Contact your sleep physician if you do not feel like your sleep apnea symptoms are being treated properly, so they can re-evaluate your equipment and settings. Just like with anything else requiring long-term treatment, treating your sleep apnea is a long-term commitment—you may need to make occasional adjustments and modifications to keep your treatment working for you. The long-term benefits of sleep apnea treatment are worth the effort.

12 Comments

  1. Joe robinson Reply

    Sleep apnea is a life time sentence to misery . At least cancer is curable.

    • Hey Joe, there have been instances in which persons diagnosed with Sleep Apnea were able to stop using CPAP Therapy. This usually requires life changes, or maybe even surgery. Surgery is not always the best option since there are side effects. Please speak with your doctor to gain more insight as to what your options are.

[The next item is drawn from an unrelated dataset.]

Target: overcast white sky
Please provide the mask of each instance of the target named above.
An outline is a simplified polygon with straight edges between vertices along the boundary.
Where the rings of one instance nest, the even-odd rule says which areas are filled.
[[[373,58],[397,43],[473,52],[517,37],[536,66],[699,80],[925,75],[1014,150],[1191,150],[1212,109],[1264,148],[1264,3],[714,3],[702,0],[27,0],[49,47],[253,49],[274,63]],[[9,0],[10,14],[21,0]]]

      We wish you the best!

    • Hi Elizabeth, one event per hour means that on average, you stopped breathing once/hour. Events per hour under 5, is considered normal.

      For further questions, or concerns, please reach us at: 1-800-356-5221, or you may e-mail us at: cpap@cpap.com.

      Have a great day!

  2. Did my first sleep study last night gonna need a CPAP machine all new to me .

    • Hi Jose, welcome to the CPAP family! Selecting your CPAP equipment may seem very overwhelming. If you would like assistance in selecting equipment that may best fit your needs, or have questions/concerns, please feel free to reach us at: 1-800-356-5221 for assistance.

      Best Wishes!

  3. What do it mean 1.1 event per hour is this BAD!
    It normally say .4 or .5 now its 2 numbers!

  4. I didn’t have any trouble sleeping before I got my c-pap machine. After using it for 3 months, most every morning I wake up feeling as though I’ve been working hard all night, I drag myself around all day and wish I could take a nap. Is this normal??

  5. I’ve been using a CPAP for a few days and on the 5th it seemed to help with my breathing while doing normal activities. I have so much energy! Is this suppose to happen or am I just have a normal burst of energy?